La residencia Winchester estuvo siempre en reformas, reformas que se prolongaron, ininterrumpidamente, durante treinta y ocho años. De hecho, las obras constantes fueron la misma razón de ser de la Mansión Winchester. Alguno pensará que soportar albañiles martilleando día y noche durante cuatro décadas podría enloquecer a cualquiera... pero el imparable trajín constructivo, lejos de incomodar a la propietaria, más bien ayudaba a tranquilizarla. El ir y venir de carpinteros y fontaneros, las puertas y tabiques que se ponían hoy y se quitaban mañana, las ventanas que cambiaban constantemente de lugar, mantenían viva a la dueña de casa y a la vez entretenidos a los miles de habitantes de la mansión Winchester. Porque Sarah, viuda de William Winchester, no vivía sola. La acompañaban a toda hora las almas en pena de los que habían muerto a consecuencia del uso de los populares rifles fabricados por la empresa familiar de la que procedía.

La joven viuda era heredera de la fabulosa fortuna amasada por su suegro gracias a su célebre rifle Winchester de repetición, un revolucionario invento que prácticamente acabó por decidir el resultado de la guerra de secesión norteamericana, y enriqueció a la familia. No fue hasta quedarse viuda que Sarah se vió acosada por un flujo interminable de fantasmas que volvían desde el más allá para atormentarla con reclamaciones y quejas.

Sarah inició una desesperada huida hacia ninguna parte, intentando dar esquinazo a los espectros, hasta que en 1884 acabó recalando en San José, un pueblo del oeste de California, en donde adquirió una finca con una casa a medio construir. Sarah no tenía ni idea de arquitectura, pero inmediatamente decidió desechar los planos y ponerse a improvisar. Con una cuadrilla estable de casi treinta trabajadores que se instalaron el la finca de manera permanente, se pasó las siguientes cuatro décadas construyendo y reformando el caserón día y noche, sin parar ni siquiera los fines de semana. Sarah se dió cuenta de que las obras mantenían desorientados a los espectros, que vagaban estupefactos por pasillos y estancias que constantemente cambiaban de lugar o de dirección. Por esa misma razón, y para no perder la ventaja del efecto sorpresa, Sarah no seguía planos estrictos en la construcción: cada mañana bien temprano, con el desayuno, decidía con sus capataces y sobre la marcha las reformas del día. Reformas que no necesariamente seguían el sentido común. Así, en las cerca de ciento sesenta estancias que tenía el caserón (el número, evidentemente, fluctuaba), los fantasmas se podían encontrar con ventanas empotradas en el suelo, puertas que daban a una pared, una habitación construída dentro de otra, pasillos que acababan en el punto de inicio o escaleras que volvían sobre sí mismas. Incluso había una impresionante escalera de caracol de 42 escalones que sólo subía tres metros del suelo, puesto que cada escalón medía cinco centímetros de alto.
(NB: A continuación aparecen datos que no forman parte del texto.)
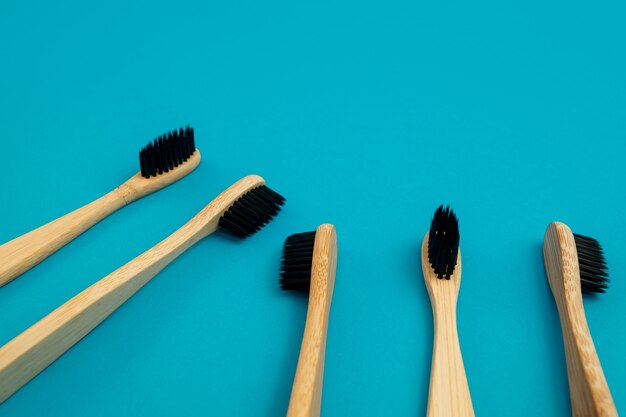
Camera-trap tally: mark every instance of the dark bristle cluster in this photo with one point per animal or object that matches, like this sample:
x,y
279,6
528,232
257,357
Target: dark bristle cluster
x,y
295,268
251,211
443,242
167,152
594,275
No solo los fantasmas se confundían: el servicio doméstico debía usar planos (que variaban casi cada día) para las tareas más elementales, como encontrar el camino de regreso a la cocina luego de servir el desayuno.

Se puede decir sin temor a exagerar que Sarah Winchester elevó el bricolage a la categoría de arte, y su propio hogar fue su obra maestra: una única obra, pero siempre diferente.

La casona siguió su rutina de cambios constantes (llegó a alcanzar una altura de siete plantas), hasta el año 1922, año en el que Sarah, ya octogenaria, acabó uniéndose a la tropa de almas que durante tantos años le habían hecho compañía. 

Sus herederos vieron en la vieja mansión una extraordinaria oportunidad de negocio: puesto que ya arrastraba una reputación de casa encantada, la acabaron explotando como atracción turística bajo el nombre de Winchester Mistery House. De hecho, aún hoy se puede visitar. Tienen una página web, una tienda de souvenirs, y ofrecen una visita guiada en donde los esforzados guías se empeñan en convencer al turista de que aún se escuchan extraños ruidos de almas en pena por los pasillos. Todo en vano: con la muerte de Sarah el trasiego de las obras cesó definitivamente, y también cesó el deambular de los fantasmas. ¿Por qué se fueron? Tal vez sin Sarah Winchester ellos ya nada tenían que hacer allí. Tal vez a los fantasmas, como a los jubilados, lo que realmente les gustaba era mirar las obras.